The new financing was aimed at enabling Zipline to continue advancing its integrated service, including its autonomy platform, aircraft, fulfilment systems, and operations.

In 2022, Zipline entered a $61 million partnership with the Government of Rwanda to add new drone delivery sites throughout the country in a bid to expand operations in the country of which Zipline expects to fly about 124 million miles through the partnership, up from the current 35 million miles.

Rwanda plans to complete close to 2 million deliveries via drone and to fly more than 200 million kilometers (over 124 million miles) in Rwanda by the year 2029.

In recent years, the model has been adopted in multiple countries on the continent and beyond including Ghana, Nigeria, Japan and United States -especially signing a Space Act Agreement big partners with US based National Aeronautics and Space Administration (NASA) to pursue a future vision of U.S. aviation that includes delivery drones and air taxis.
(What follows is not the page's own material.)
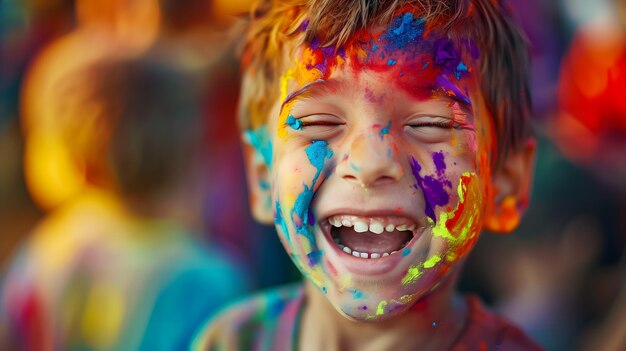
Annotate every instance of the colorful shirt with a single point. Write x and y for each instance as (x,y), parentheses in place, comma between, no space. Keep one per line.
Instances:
(271,322)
This Wednesday March 15, 2023 Zipline came up strongly unveiling its new platform that provides quiet, fast and precise autonomous delivery directly to homes in cities and suburbs. The company’s next generation home delivery platform is practically silent (designed to sound like wind rustling leaves), and is expected to deliver up to 7 times as fast as traditional automobile delivery, completing 10-mile deliveries in about 10 minutes.